3)  I watched 파수꾼 recently and it shook me to the core. It’s up there as one of my top 5 film of all time.  It’s everything I could want in a film.  I don’t have proper words for it.  I’ve always felt more of a connection to Japanese films than I have to Korean films, but this is the first Korean film that’s really gripped me.

4)  I switch between Korean novels a lot but currently I’m reading 바람의 화원 and translating a bit here and there.  It’s fun learning art- and geometry-related vocabulary.

5)  My most recent auditory obsession is Dynamic Duo’s 7th album ‘Lucky Numbers.’  It is F-L-A-W-L-E-S-S.  If you haven’t already, check out their new single here.  Not sure if I’ve expressed how much I love Korean hiphop (and especially Amoeba Culture) on this blog, but there it is.  I’ve been listening to a lot of old Epik High lately too.

6)  As for idol music, I don’t really know what’s going but I think a few groups (B2ST! Which, tbh, I’m extra excited because of Monstar)  that I follow are planning on making their comebacks soon.  B.A.P. kind of blew me away with their new single.  I don’t even know what to think about these boys anymore – is there any concept they can’t pull off?  Other than that… I’m still listening to a lot of SHINee.  Still super impressed with how strong they came back this year.

7)  I’ve been listening to a lot of 유인나의 볼륨을 높여요, while I’m walking to lab, on the bus, while I’m doing experiments.  It’s nice to fall asleep to too.

8)  I skype regularly with my language partner.  When we talk, on her part, it’s roughly 50% Korean, 50% English (though it varies – when she’s excited it’s like 3% English.)  On my part it’s 5% Korean, 95% English because I still struggle with having a real-time spoken conversation in Korean.  But my language partner’s good at forcing me out of my comfort zone.  She’s often like, “Okay for five minutes, let’s use Korean only!” One thing I’ve noticed about my language partner.  Personally I… I think I’m pretty decent at Korean for a self-studying, non-Korean person, but my language partner compliments me only very rarely.  It’s nice!  If I show her something I’ve written, or I say something, it’s like she acknowledges it for what it is without the label of ‘oh this is good for a non-Korean person.’  If that makes sense.  I feel like she holds me to the same standards as a native speaker, which might seem a little unfair, but then again I do the same for her in English.  That’s the best way we can improve ourselves.
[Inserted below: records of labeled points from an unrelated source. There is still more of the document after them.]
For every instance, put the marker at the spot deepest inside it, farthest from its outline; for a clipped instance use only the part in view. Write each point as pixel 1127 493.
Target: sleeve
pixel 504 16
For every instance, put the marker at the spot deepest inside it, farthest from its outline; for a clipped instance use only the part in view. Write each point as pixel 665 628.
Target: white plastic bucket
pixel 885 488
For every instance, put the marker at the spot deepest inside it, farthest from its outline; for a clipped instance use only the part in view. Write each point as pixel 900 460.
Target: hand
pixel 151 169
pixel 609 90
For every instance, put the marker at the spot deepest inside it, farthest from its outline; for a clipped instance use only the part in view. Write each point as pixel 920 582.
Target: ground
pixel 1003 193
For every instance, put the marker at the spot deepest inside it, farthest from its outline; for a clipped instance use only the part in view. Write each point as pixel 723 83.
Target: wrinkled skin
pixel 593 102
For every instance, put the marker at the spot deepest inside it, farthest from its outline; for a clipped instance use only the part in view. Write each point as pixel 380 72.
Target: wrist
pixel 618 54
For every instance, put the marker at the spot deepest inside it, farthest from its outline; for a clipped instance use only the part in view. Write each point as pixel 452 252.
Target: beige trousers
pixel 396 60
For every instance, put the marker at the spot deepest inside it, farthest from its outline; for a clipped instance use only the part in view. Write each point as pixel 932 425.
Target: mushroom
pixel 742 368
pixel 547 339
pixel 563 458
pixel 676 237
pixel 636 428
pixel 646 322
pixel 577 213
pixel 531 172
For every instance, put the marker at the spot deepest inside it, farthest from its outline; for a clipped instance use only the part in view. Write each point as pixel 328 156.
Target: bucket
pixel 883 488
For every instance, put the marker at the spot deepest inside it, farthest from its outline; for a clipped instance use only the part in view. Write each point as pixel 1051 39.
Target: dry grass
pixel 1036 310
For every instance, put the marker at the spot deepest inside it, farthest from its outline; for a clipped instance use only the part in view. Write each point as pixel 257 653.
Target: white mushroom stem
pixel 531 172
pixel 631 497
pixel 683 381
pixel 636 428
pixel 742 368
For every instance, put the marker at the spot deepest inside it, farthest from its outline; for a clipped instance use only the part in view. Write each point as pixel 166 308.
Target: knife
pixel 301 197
9)  A couple months ago, I tried making a facebook page for this blog… and then promptly took it down.  I decided it was kind of boring and I’d rather not log in to facebook more than I need to.  Heh.  Instead, y’all can talk to me as much as you want here.

10)  THANK YOU to M and Curioser and Curiosor for nominating me for the Liebster Award – the post has been sitting in my drafts for months now and I just haven’t had the drive to finish it yet.  Someday!

Okay that’s it for now.  More coherent posts to come in the future (hopefully).